Na tapecie: zatrzymywanie przetwarzanych danych

klucz doprywatnościNie raz już na tych łamach informowałem o pracach trwających w Unii Europejskiej nad nowymi regulacjami dotyczącymi tzw. retencji danych telekomunikacyjnych. Zbliża się czas, w którym stosowna dyrektywa zostanie przyjęta. W Parlamencie Europejskim deputowani pracują nad propozycją dyrektywy w sprawie zatrzymywania przetwarzanych danych w związku ze świadczeniem publicznych usług łączności elektronicznej (2002 r.), zmieniająca dyrektywę 2002/58/WE...

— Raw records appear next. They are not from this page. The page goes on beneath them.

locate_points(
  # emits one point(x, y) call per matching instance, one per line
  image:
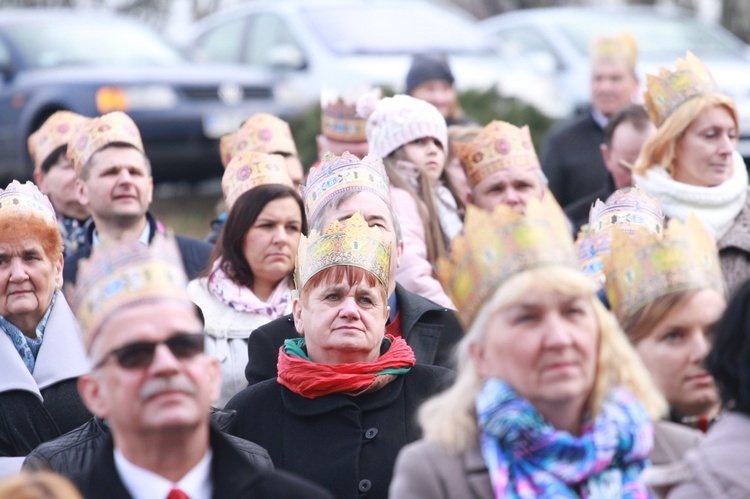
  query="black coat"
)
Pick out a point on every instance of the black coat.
point(233, 477)
point(346, 444)
point(194, 253)
point(572, 159)
point(429, 329)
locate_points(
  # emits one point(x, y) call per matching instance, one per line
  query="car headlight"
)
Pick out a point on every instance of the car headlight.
point(145, 97)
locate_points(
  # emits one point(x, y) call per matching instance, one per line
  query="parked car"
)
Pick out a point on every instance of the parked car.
point(554, 43)
point(344, 43)
point(92, 63)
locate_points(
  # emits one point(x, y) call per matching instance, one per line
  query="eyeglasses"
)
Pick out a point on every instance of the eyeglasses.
point(140, 354)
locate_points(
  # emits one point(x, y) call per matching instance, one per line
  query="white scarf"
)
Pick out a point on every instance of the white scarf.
point(716, 207)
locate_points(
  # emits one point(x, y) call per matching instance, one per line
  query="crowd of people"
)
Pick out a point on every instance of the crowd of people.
point(430, 310)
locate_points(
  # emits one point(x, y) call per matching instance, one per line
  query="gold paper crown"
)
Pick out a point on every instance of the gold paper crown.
point(351, 242)
point(260, 133)
point(53, 134)
point(644, 266)
point(498, 245)
point(498, 146)
point(622, 46)
point(95, 133)
point(346, 173)
point(123, 274)
point(669, 89)
point(251, 169)
point(18, 200)
point(627, 210)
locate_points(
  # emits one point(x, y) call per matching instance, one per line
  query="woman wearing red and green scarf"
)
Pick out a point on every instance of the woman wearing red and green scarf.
point(346, 397)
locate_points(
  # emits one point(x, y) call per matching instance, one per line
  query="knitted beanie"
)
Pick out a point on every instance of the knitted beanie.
point(398, 120)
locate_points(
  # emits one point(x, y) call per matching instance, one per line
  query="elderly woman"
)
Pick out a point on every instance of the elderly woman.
point(344, 400)
point(549, 400)
point(41, 353)
point(249, 280)
point(690, 163)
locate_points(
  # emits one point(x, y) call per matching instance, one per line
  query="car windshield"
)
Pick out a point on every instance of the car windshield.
point(55, 44)
point(393, 29)
point(657, 36)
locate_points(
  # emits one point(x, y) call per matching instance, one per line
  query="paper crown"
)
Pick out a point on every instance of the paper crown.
point(622, 46)
point(346, 173)
point(498, 245)
point(260, 133)
point(95, 133)
point(627, 210)
point(351, 242)
point(53, 134)
point(667, 91)
point(339, 118)
point(251, 169)
point(498, 146)
point(644, 266)
point(19, 200)
point(124, 274)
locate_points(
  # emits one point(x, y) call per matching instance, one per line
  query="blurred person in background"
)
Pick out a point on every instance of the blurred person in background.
point(55, 176)
point(571, 156)
point(249, 279)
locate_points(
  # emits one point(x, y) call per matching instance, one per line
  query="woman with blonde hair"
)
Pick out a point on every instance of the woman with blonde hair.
point(690, 163)
point(550, 399)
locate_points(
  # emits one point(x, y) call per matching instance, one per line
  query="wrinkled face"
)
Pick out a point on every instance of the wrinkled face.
point(28, 279)
point(439, 93)
point(428, 154)
point(169, 394)
point(514, 186)
point(703, 155)
point(626, 145)
point(613, 86)
point(342, 322)
point(270, 245)
point(119, 188)
point(545, 347)
point(674, 353)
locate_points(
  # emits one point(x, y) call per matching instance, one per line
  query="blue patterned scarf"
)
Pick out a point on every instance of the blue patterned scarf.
point(528, 458)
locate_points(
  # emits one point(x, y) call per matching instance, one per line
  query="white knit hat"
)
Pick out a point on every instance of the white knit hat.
point(398, 120)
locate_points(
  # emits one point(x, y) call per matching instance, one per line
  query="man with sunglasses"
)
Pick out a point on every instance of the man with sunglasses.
point(154, 384)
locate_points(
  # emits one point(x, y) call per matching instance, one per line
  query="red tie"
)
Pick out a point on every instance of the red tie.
point(177, 494)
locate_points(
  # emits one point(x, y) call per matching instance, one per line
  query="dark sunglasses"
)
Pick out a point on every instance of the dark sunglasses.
point(140, 354)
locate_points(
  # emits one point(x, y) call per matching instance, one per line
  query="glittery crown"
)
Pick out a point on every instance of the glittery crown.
point(93, 134)
point(346, 173)
point(53, 134)
point(123, 274)
point(251, 169)
point(669, 89)
point(260, 133)
point(622, 46)
point(26, 200)
point(351, 242)
point(644, 266)
point(498, 146)
point(498, 245)
point(627, 210)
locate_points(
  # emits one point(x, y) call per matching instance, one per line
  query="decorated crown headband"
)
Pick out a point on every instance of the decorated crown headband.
point(351, 242)
point(93, 134)
point(498, 146)
point(53, 134)
point(260, 133)
point(644, 266)
point(498, 245)
point(667, 91)
point(123, 274)
point(251, 169)
point(336, 175)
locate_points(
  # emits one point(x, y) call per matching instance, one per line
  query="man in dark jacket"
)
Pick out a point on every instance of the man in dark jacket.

Na stronach unijnych dostępny jest projekt dyrektywy przedłożony przez Komisję. Tekst dostępny jest w języku polskim (PDF). Dostępna jest też treść złożonych przez Parlament poprawek...

Poniżej zaś prezentuję fragment uzasadnienia do tej propozycji:

Podstawa i cele wniosku
Obywatele coraz częściej dokonują codziennych operacji i transakcji, korzystając z sieci i usług łączności elektronicznej. W wyniku wykonywanych przy tej okazji połączeń generowane są „dane o ruchu” lub „dane o lokalizacji” zawierające na przykład szczegóły dotyczące lokalizacji dzwoniącego, wybranego numeru oraz czasu i długości połączenia. Dostępność wspomnianych danych o ruchu w połączeniu z danymi umożliwiającymi identyfikację abonenta lub osoby korzystającej z usługi jest ważna do celów związanych z egzekwowaniem prawa i bezpieczeństwem, takich jak zapobieganie, dochodzenie, wykrywanie i karanie poważnych przestępstw, takich jak działalność terrorystyczna i przestępczość zorganizowana.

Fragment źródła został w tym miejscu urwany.